MSGNav: Unleashing the Power of Multi-modal 3D Scene Graph for Zero-Shot Embodied Navigation¶
Conference: CVPR 2026 arXiv: 2511.10376 Code: https://github.com/ylwhxht/MSGNav Area: 3D Vision / Embodied Navigation Keywords: Multi-modal 3D scene graph, zero-shot navigation, open-vocabulary, closed-loop reasoning, last-mile problem
TL;DR¶
This paper proposes a Multi-modal 3D Scene Graph (M3DSG) that replaces conventional text-based relation edges with dynamically assigned image edges, and builds a zero-shot navigation system MSGNav comprising four modules: Key Subgraph Selection, Adaptive Vocabulary Update, Closed-Loop Reasoning, and Visibility Viewpoint Decision. MSGNav achieves 52.0% SR on GOAT-Bench and 74.1% SR on HM3D-ObjNav, both state-of-the-art.
Background & Motivation¶
Background: Embodied navigation requires robots to autonomously explore unknown environments and reach targets specified by object category, textual description, or reference image. Real-world deployment demands open-vocabulary generalization and low training overhead, making zero-shot approaches more attractive than task-specific RL training. Recent zero-shot methods based on explicit 3D scene graphs with LLM reasoning (e.g., SG-Nav, ConceptGraph) have achieved competitive performance on standard benchmarks.
Limitations of Prior Work: Conventional 3D scene graphs over-abstract inter-object relationships into simple text labels (e.g., "top", "beside"), causing three critical issues: (1) Costly construction — frequent MLLM calls to infer textual relations generate substantial token and time overhead; (2) Loss of visual evidence — converting visual observations into pure-text graphs discards visual information, introducing ambiguity and sensitivity to perception errors; (3) Vocabulary constraints — novel categories outside the predefined vocabulary cannot be represented, limiting generalization.
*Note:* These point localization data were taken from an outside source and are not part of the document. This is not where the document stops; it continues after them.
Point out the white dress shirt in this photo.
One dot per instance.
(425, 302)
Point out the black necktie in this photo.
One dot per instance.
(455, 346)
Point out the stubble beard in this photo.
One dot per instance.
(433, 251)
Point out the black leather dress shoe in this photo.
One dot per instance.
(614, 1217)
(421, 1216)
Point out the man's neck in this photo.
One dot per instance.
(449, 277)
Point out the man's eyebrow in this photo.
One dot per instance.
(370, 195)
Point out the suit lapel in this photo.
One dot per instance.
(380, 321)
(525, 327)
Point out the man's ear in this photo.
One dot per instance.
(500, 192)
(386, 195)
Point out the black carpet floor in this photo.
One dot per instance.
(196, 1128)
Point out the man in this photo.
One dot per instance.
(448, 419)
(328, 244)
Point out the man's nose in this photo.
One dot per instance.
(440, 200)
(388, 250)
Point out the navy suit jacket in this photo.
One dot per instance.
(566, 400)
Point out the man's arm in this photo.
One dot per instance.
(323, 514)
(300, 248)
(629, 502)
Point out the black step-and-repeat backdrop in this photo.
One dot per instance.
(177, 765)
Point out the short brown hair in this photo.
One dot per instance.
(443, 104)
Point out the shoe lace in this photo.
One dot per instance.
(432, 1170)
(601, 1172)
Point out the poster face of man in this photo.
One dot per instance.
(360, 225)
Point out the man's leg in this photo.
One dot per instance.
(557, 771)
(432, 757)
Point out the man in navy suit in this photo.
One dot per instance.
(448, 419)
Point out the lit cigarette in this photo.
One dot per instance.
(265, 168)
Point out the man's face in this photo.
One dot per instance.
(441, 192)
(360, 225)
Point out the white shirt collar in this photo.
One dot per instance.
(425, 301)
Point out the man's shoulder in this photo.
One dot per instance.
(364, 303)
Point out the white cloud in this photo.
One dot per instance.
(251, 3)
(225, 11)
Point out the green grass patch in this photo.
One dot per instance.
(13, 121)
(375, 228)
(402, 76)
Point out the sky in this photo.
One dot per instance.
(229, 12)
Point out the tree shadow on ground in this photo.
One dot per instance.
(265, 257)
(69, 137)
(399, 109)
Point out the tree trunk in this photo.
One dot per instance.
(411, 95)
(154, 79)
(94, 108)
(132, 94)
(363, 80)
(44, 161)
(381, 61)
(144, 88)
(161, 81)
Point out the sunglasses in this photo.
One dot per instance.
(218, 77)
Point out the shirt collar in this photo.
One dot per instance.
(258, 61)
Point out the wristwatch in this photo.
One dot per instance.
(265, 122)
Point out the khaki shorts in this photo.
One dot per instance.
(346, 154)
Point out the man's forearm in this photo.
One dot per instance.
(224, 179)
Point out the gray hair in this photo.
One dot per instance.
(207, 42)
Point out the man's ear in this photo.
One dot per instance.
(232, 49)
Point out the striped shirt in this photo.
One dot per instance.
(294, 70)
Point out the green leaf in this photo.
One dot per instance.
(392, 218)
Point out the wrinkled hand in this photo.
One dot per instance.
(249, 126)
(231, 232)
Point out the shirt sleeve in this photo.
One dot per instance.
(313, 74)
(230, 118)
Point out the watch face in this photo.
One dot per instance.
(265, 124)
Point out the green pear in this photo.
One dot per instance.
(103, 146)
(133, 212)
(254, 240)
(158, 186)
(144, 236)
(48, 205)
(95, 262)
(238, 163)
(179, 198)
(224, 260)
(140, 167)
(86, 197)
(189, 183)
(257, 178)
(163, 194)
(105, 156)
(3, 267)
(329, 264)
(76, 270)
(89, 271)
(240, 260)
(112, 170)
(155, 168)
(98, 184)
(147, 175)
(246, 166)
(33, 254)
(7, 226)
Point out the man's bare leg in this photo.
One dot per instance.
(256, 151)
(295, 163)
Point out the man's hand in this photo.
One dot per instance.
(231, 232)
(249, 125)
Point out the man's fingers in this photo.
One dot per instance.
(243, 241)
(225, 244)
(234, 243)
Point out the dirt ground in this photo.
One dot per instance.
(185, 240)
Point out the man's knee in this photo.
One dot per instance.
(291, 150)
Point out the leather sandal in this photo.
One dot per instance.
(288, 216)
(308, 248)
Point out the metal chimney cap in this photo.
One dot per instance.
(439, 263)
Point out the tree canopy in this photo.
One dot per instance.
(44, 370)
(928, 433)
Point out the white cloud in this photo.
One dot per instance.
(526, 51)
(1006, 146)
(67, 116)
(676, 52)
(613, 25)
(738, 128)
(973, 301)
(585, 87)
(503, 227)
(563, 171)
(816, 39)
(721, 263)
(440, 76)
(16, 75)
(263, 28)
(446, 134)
Key Challenge: Scene graphs must encode rich spatial-semantic relationships to support VLM reasoning, yet pure text edges irreversibly compress visual information, while retaining all raw images causes token explosion at inference time. Moreover, existing methods neglect the "last-mile" problem — knowing where a target is does not guarantee finding a suitable navigation viewpoint toward it.
Goal: To construct a 3D scene graph that preserves visual information while remaining efficient and scalable, and to leverage it for robust open-vocabulary embodied navigation in a zero-shot setting.
Key Insight: Replace text relation edges with dynamically assigned images, and employ a greedy subgraph selection algorithm to compress each VLM query to an average of only ~4 images; additionally introduce a visibility scoring mechanism to address last-mile viewpoint selection.
Core Idea: Using images rather than text as relation edges in the scene graph preserves visual evidence while avoiding frequent MLLM calls; combined with subgraph selection, this enables efficient inference.
Method¶
Overall Architecture¶
MSGNav is a zero-shot embodied navigation system. The core pipeline proceeds as follows: (1) incrementally construct the Multi-modal 3D Scene Graph M3DSG — nodes represent detected objects (with attributes including category, 3D coordinates, and room position), while edges store collections of RGB-D images capturing co-occurring object pairs; (2) extract a compact, goal-relevant subgraph from the full scene graph via three-stage Key Subgraph Selection (KSS: Compress–Focus–Prune); (3) dynamically expand the open vocabulary through Adaptive Vocabulary Update (AVU); (4) avoid repeated errors via a decision memory in Closed-Loop Reasoning (CLR); (5) select the optimal final navigation viewpoint through the Visibility Viewpoint Decision (VVD) module. The entire system uses GPT-4o as the VLM backbone and requires no training or fine-tuning.
Key Designs¶
-
Multi-modal 3D Scene Graph M3DSG:
- Function: Constructs a scene representation \(\mathbf{S}=(\mathbf{O}, \mathbf{E})\), where \(\mathbf{O}\) is the set of object nodes (with category, 3D coordinates, point cloud, visual features, and room position) and \(\mathbf{E}\) is the set of image edges — each edge stores a collection of RGB-D images containing the corresponding object pair.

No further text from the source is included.